Hence any assumption about what storage unit the compiler uses, how
adjacent bits
are packed across a storage-unit boundary and in what order bits are
allocated
(LSB->MSB or MSB->LSB) is *not*portable*. This may change from compiler
to compiler
- even from one version to another.
IMHO it is not a good idea to use bitfields the way the motor code does
(i.e.,
making assumptions about their layout).

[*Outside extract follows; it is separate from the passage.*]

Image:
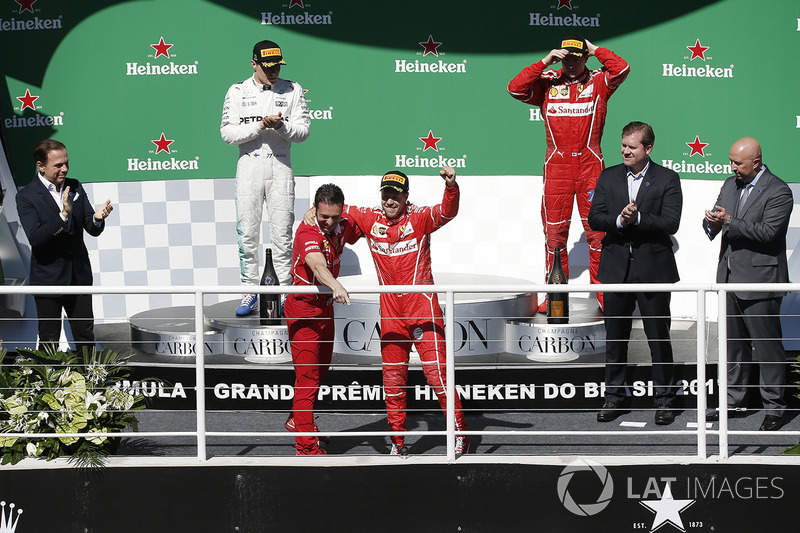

You can find a lot of
discussions on the
subject in the forums.
- Till
PS:
Just for illustration of the point:
struct A {
unsigned long a1: 24;
unsigned long a2: 24;
unsigned short a3: 16;
};
is stored (by gcc-4.7.3) into 3 32-bit words (i386) or one 64-bit word
(x86_64),
respectively.
Another one: the same gcc packs bitfields together differently
(admittedly in
a way we'd expect it to do it) depending on whether we use chars or shorts:
union BF4 {
struct {
unsigned char a: 4;
unsigned char b: 8;
} charfield;
struct {
unsigned short a: 4;
unsigned short b: 8;
} shortfield;
};
int
main()
{
union BF4 bf;
printf("Sizeof union: %i\n", sizeof(bf));
printf("Sizeof charfield: %i\n", sizeof(bf.charfield));
printf("Sizeof shortfield: %i\n", sizeof(bf.shortfield));
memset(&bf, 0, sizeof(bf));
/* set 'a' via charfield */
bf.charfield.a = 0xf;
/* read-back as shortfield */
printf("0x%1x -- expected 0xf\n", bf.shortfield.a);
memset(&bf, 0, sizeof(bf));
/* set 'b' via charfield */
bf.charfield.b = 0xff;
/* read-back as shortfield */
printf("0x%1x -- expected 0xff\n", bf.shortfield.b);
}.4)
However: the point is that there is no *guarantee* for a particular layout.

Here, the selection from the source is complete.